Today I reflected on my long career in Information technology and the subject of change. I started my Information Technology career in 1980 when computers were room-sized machines connected to washing machine-sized disk drives. For the next three decades I would have technical changed forced upon me every day.

My exposure to all this constant technical change provided me a fantastic learning environment to understand the human side of change. And all of this has led me to a theory that explains why we all feel like the world is coming apart at the seams.

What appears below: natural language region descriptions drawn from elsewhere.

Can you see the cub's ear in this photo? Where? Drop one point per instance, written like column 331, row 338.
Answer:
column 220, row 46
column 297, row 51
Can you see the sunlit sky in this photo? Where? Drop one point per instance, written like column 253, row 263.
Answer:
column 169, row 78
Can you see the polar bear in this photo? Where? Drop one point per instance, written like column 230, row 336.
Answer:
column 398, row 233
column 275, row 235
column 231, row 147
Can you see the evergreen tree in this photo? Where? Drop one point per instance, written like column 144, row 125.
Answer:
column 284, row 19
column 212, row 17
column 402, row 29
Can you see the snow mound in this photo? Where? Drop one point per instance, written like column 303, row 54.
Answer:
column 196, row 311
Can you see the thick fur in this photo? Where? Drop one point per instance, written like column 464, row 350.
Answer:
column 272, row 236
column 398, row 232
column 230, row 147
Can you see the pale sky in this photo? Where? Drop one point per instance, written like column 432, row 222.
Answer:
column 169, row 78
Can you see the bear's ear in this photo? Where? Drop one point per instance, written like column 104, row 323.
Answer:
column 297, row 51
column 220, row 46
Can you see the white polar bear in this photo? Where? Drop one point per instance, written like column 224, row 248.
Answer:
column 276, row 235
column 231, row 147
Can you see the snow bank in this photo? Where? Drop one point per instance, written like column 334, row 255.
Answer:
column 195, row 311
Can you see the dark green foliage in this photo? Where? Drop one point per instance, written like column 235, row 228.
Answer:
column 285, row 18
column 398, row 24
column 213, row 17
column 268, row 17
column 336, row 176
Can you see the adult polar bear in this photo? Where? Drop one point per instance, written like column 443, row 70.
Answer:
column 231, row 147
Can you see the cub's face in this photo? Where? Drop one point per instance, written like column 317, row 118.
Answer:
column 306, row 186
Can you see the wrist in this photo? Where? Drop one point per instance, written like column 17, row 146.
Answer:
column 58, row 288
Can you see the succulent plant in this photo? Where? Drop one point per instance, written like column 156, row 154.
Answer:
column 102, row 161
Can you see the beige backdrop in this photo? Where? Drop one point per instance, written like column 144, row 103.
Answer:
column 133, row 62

The human animal both seeks change in always wanting something more, but is also generally change-averse in defense of what it already has. I dealt with this my entire career, and am still dealing with it even in the two companies I am the top boss of. Getting people to change is damn hard... especially when it looks to them like the change will not get them more.

People need time to ingest change and make it their new normal. There are nuances of impacts that are impossible to completely inventory, and thus there is this period with initial change where it is like the sediment in a pond gets stirred up and needs to settle again. If another change is pushed before the previous settles, then change anxiety happens.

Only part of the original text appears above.